There are many people who travel unbelievably long distances to and from work each day. In fact, take London, for example. There are even workers who will fly in and out from France and Belgium and even further afield every day!

What is the Average Commute Time in the UK?

The average UK commuter spends 59 minutes a day travelling to work. In the past few years, these travel times have been slowly creeping up.

A 2019 TUC study suggested that the average commute in 2018 was 5 minutes longer than 2009 averages. Londoners have the highest average daily commute time in the UK, with an average of 1 hour 19 minutes.

UK travel infrastructure is dated and struggling to cope with passenger volumes, and housing affordability makes it difficult to live closer to workplaces in city centres.

What effects does the grind of the daily commute have on workers?

Health Effects of Long Commutes to Work

The biggest adverse effects of long commutes to work tend to relate to stress-related health issues.
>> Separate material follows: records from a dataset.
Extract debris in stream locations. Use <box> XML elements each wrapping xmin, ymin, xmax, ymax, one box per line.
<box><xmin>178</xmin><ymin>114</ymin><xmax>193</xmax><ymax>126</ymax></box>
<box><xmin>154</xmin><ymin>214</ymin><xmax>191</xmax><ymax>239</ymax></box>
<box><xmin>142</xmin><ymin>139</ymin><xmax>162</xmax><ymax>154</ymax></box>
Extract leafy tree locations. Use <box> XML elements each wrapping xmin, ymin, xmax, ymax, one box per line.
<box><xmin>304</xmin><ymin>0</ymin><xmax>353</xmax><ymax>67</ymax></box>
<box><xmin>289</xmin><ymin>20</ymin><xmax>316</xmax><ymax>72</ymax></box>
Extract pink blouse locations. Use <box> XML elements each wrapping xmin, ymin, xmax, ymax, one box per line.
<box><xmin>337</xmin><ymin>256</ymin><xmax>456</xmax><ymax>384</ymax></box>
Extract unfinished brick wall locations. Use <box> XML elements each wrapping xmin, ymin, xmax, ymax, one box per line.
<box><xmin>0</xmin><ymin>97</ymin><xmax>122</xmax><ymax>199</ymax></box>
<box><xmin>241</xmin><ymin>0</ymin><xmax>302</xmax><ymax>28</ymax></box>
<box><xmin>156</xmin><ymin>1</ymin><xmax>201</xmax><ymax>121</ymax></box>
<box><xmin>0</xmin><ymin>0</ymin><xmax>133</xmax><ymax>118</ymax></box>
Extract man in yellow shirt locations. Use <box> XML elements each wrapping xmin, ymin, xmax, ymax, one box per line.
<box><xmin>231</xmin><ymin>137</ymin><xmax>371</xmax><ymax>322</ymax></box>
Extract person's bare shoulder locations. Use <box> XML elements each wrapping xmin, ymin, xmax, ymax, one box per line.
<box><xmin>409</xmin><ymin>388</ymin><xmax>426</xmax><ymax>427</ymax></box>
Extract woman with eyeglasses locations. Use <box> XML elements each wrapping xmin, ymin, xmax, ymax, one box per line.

If you spend too long travelling, it can also impact upon personal relationships and performance at work.

Long hours of commuting, especially if you’’re driving, is associated with:-

  • High blood pressure.
  • Musculoskeletal disorders.
  • Increased anger and resentment at work.
  • Absenteeism.
  • Lateness.
  • Inability to concentrate and perform to the same standards as those who live in much closer proximity to the workplace.
  • Long commutes can also increase the risk of heart attacks, flu, depression etc.

At worst, long commutes can contribute to an employee needing time off due to the effects of anxiety or depression.

On a global scale, the effects of commuting are only too plain to see, contributing to air pollution, global warming, urban sprawl and traffic congestion.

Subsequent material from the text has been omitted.